There are five now. They ignore the larch and flutter their wings with indefinable emotion. Ludo turns his palm over and they eagerly gather in the little valley of flesh near the pad of his thumb. Their fellows are coming thick and fast now, a black veil with flashes of gold like lightning glittering within. Their buzzing is a long shriek, and he knows it, he knows the sound, for she knew it, that other woman, with a bee sting on her cheek, and he knows her, for he has tasted with her and danced with her, far from each other. Ludovico closes his eyes, letting them settle onto him, praying to his saint, his patron, his last guardian ghost.
“Let them bite me, Isidore,” Ludo whispers. A prayer. A plea. “Your small and industrious lovers of virtue. Let them taste me, who has no virtue, and carry me away to become honey in the mouth of a king with a diadem I shall never wish to see.”
FOUR
ACTS OF VESTA
Ludovico had told himself a thousand times over the years that it was stupid to come to the Forum to think. Tourists indulge themselves because they think it makes their thoughts more magnificent, eternal. A man who had lived here all his life should have been beyond such childish acts. Ludo approached forty years of age with an utterly accurate internal map of Rome laid out over his heart, so that his ventricles corresponded precisely to a history of epochal lust and clam-dye and death by poisoning. He should have been above a place so well trampled by the tiresome and well-meaning that it could possess no molecule of its original self, only the cells of their bored and time-strapped bodies, squinting in centuries of suns.

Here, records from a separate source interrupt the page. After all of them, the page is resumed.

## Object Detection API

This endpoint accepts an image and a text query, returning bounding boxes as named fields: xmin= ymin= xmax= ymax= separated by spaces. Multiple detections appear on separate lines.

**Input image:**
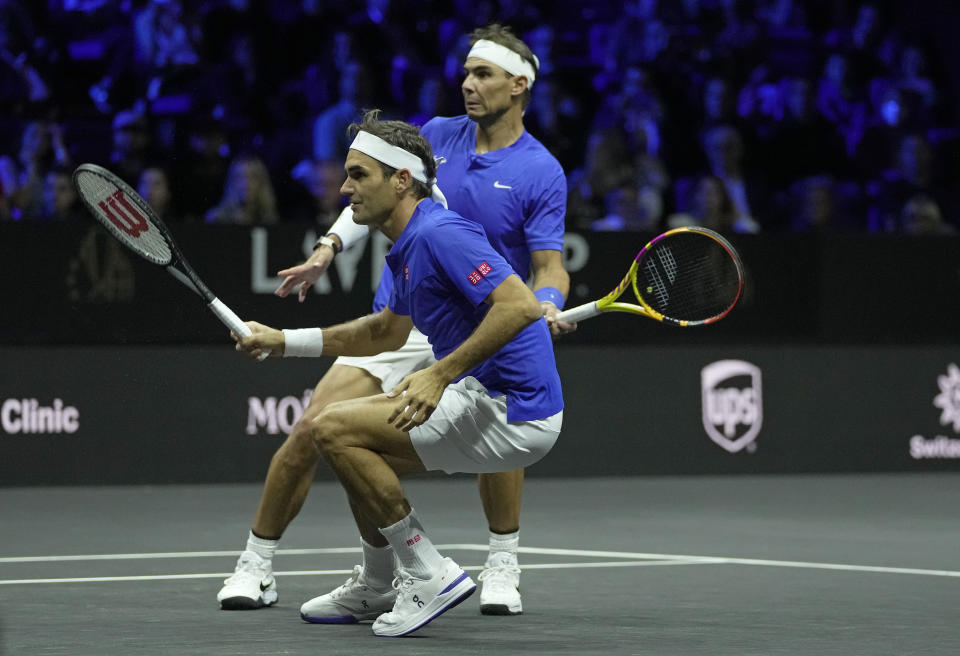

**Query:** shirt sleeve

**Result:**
xmin=523 ymin=164 xmax=567 ymax=251
xmin=431 ymin=219 xmax=513 ymax=306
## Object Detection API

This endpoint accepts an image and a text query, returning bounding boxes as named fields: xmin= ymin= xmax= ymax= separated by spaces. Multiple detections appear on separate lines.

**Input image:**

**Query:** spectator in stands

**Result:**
xmin=567 ymin=128 xmax=634 ymax=228
xmin=205 ymin=155 xmax=280 ymax=225
xmin=785 ymin=176 xmax=839 ymax=235
xmin=0 ymin=155 xmax=17 ymax=223
xmin=867 ymin=134 xmax=958 ymax=232
xmin=133 ymin=0 xmax=199 ymax=74
xmin=667 ymin=175 xmax=749 ymax=233
xmin=757 ymin=77 xmax=848 ymax=189
xmin=313 ymin=61 xmax=373 ymax=159
xmin=41 ymin=166 xmax=84 ymax=222
xmin=110 ymin=104 xmax=152 ymax=185
xmin=703 ymin=125 xmax=761 ymax=232
xmin=0 ymin=1 xmax=50 ymax=113
xmin=11 ymin=121 xmax=71 ymax=219
xmin=817 ymin=53 xmax=867 ymax=157
xmin=900 ymin=194 xmax=957 ymax=236
xmin=137 ymin=165 xmax=182 ymax=223
xmin=292 ymin=160 xmax=346 ymax=229
xmin=590 ymin=182 xmax=662 ymax=232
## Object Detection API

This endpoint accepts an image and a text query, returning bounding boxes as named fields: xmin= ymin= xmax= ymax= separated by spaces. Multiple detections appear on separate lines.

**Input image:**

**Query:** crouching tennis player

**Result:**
xmin=235 ymin=111 xmax=563 ymax=636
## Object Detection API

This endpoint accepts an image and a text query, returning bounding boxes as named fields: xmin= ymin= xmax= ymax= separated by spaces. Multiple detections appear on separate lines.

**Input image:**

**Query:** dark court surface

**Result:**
xmin=0 ymin=474 xmax=960 ymax=656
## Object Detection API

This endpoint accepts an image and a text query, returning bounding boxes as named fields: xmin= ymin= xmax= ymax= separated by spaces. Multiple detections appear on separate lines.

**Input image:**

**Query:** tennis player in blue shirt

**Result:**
xmin=237 ymin=111 xmax=563 ymax=636
xmin=217 ymin=25 xmax=573 ymax=622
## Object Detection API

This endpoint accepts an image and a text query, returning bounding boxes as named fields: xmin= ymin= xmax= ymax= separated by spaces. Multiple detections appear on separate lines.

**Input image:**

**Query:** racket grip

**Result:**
xmin=557 ymin=301 xmax=600 ymax=323
xmin=207 ymin=298 xmax=270 ymax=360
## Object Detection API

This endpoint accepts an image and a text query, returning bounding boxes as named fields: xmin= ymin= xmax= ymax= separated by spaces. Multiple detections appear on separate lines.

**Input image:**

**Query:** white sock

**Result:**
xmin=487 ymin=530 xmax=520 ymax=563
xmin=247 ymin=531 xmax=280 ymax=563
xmin=380 ymin=508 xmax=443 ymax=579
xmin=360 ymin=540 xmax=396 ymax=592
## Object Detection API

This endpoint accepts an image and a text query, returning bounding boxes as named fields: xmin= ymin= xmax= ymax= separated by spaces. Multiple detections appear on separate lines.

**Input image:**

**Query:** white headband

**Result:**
xmin=467 ymin=39 xmax=540 ymax=89
xmin=350 ymin=130 xmax=447 ymax=207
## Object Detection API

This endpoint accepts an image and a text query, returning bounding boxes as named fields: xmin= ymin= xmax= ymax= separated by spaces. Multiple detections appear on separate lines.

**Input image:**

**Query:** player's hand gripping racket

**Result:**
xmin=73 ymin=164 xmax=267 ymax=359
xmin=557 ymin=227 xmax=743 ymax=326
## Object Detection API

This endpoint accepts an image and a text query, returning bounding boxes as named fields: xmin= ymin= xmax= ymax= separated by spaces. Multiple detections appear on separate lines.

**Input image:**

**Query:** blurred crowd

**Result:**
xmin=0 ymin=0 xmax=960 ymax=234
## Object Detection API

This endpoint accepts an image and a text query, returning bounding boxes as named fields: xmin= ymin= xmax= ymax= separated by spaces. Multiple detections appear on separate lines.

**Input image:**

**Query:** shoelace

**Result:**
xmin=223 ymin=555 xmax=264 ymax=584
xmin=391 ymin=568 xmax=413 ymax=607
xmin=477 ymin=564 xmax=520 ymax=587
xmin=330 ymin=565 xmax=363 ymax=599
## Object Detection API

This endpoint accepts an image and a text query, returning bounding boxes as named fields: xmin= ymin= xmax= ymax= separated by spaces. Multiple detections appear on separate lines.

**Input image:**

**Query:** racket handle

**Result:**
xmin=207 ymin=298 xmax=270 ymax=360
xmin=557 ymin=301 xmax=600 ymax=323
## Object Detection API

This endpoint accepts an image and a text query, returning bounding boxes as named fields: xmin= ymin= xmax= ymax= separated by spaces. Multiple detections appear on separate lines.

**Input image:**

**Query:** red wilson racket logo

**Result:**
xmin=97 ymin=189 xmax=150 ymax=238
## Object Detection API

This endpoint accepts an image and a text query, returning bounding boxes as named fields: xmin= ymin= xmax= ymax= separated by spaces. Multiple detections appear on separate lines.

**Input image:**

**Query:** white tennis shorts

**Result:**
xmin=335 ymin=330 xmax=563 ymax=474
xmin=334 ymin=328 xmax=436 ymax=392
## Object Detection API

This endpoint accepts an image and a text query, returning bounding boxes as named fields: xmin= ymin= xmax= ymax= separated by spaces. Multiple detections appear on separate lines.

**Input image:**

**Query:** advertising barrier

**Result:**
xmin=0 ymin=346 xmax=960 ymax=486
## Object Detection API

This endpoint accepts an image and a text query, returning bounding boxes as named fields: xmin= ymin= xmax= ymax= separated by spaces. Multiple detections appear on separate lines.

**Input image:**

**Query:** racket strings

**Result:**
xmin=75 ymin=171 xmax=173 ymax=264
xmin=636 ymin=233 xmax=741 ymax=321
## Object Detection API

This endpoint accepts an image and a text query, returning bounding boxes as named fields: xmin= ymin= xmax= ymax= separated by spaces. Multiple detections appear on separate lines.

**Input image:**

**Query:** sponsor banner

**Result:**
xmin=0 ymin=340 xmax=960 ymax=486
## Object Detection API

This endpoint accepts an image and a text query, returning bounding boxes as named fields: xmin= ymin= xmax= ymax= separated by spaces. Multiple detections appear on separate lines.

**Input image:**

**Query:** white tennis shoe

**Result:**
xmin=477 ymin=552 xmax=523 ymax=615
xmin=300 ymin=565 xmax=397 ymax=624
xmin=373 ymin=558 xmax=477 ymax=638
xmin=217 ymin=551 xmax=278 ymax=610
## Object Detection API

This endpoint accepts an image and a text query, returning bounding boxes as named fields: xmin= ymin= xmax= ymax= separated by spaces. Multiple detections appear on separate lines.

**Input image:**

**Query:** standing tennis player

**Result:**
xmin=218 ymin=25 xmax=571 ymax=622
xmin=237 ymin=111 xmax=563 ymax=636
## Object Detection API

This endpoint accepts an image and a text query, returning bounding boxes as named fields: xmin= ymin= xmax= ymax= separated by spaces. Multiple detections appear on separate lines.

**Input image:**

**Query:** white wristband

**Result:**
xmin=327 ymin=207 xmax=370 ymax=251
xmin=283 ymin=328 xmax=323 ymax=358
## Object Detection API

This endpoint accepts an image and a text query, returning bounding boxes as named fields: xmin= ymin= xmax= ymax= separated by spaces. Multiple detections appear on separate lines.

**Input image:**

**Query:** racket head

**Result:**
xmin=73 ymin=164 xmax=177 ymax=266
xmin=630 ymin=226 xmax=743 ymax=326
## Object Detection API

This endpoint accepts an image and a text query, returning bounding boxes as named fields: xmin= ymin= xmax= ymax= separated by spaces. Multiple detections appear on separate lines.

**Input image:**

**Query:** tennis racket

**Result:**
xmin=73 ymin=164 xmax=258 ymax=352
xmin=557 ymin=227 xmax=743 ymax=326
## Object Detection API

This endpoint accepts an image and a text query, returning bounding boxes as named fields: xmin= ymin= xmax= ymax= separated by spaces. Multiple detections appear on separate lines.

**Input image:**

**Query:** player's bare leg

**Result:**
xmin=477 ymin=469 xmax=523 ymax=615
xmin=253 ymin=365 xmax=382 ymax=540
xmin=301 ymin=395 xmax=476 ymax=636
xmin=217 ymin=365 xmax=380 ymax=610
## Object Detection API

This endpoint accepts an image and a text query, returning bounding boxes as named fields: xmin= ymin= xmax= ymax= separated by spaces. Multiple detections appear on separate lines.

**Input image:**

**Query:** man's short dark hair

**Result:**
xmin=347 ymin=109 xmax=437 ymax=198
xmin=470 ymin=23 xmax=540 ymax=109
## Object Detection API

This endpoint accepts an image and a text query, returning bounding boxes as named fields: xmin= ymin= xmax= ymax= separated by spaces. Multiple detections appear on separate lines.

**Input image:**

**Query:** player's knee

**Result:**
xmin=309 ymin=404 xmax=348 ymax=458
xmin=274 ymin=418 xmax=320 ymax=469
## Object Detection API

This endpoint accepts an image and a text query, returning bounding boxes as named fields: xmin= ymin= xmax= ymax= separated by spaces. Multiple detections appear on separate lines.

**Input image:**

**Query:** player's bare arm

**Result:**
xmin=273 ymin=236 xmax=341 ymax=303
xmin=530 ymin=250 xmax=577 ymax=337
xmin=231 ymin=308 xmax=413 ymax=358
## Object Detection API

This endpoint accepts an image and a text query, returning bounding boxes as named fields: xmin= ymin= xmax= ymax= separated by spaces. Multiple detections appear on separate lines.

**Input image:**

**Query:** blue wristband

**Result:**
xmin=533 ymin=287 xmax=563 ymax=310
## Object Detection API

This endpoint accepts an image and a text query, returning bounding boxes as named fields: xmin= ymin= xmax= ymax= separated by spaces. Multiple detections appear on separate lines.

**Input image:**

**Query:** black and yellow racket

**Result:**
xmin=557 ymin=227 xmax=743 ymax=326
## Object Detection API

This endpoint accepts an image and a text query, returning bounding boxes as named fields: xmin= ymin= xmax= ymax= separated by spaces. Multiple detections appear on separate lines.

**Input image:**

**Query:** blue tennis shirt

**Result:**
xmin=373 ymin=115 xmax=567 ymax=312
xmin=387 ymin=198 xmax=563 ymax=421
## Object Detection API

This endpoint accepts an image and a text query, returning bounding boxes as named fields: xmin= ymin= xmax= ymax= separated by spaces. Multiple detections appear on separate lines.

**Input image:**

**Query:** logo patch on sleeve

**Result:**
xmin=467 ymin=262 xmax=493 ymax=285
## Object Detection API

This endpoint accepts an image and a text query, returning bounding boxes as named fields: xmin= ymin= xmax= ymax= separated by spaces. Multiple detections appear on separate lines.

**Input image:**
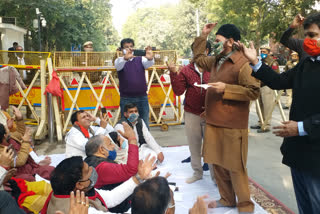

But he liked it there. He couldn’t help it. Ruins were calming to the scholarly soul. He liked to think about the Vestals in their great round house, which always looked to him like a salt mill, tending their little fires and writing diaries forever lost, diaries of quiet lives spooled out into virginity and the contemplation of a goddess of whom no stories were told at all.
Ludovico liked to think that, in the long years of their seclusion, the sisters wrote amongst themselves a secret Encyclopedia of the Acts of Vesta, stories of the hearth in which Vesta was a great and beautiful thing, her long hair dropping embers wherever she walked, striving in knightly fashion—of course she would have a furnace-grate for her shield, and a curling black poker as her lance—against demons of the everyday, against unfaithful wives and the winds of winter, against cruel merchants out to cheat her and against those many-headed ogres who seek the death of children: sleeping sickness, starvation, military service. Against the death of love.
Ludo liked to contemplate how their virginity was meant to keep the city whole, and as he sat in the shade of Byronic cypresses, he suspected it wholly true: that the inviolability of one soul can keep the whole of hell outside the gates of the city she chooses as her own.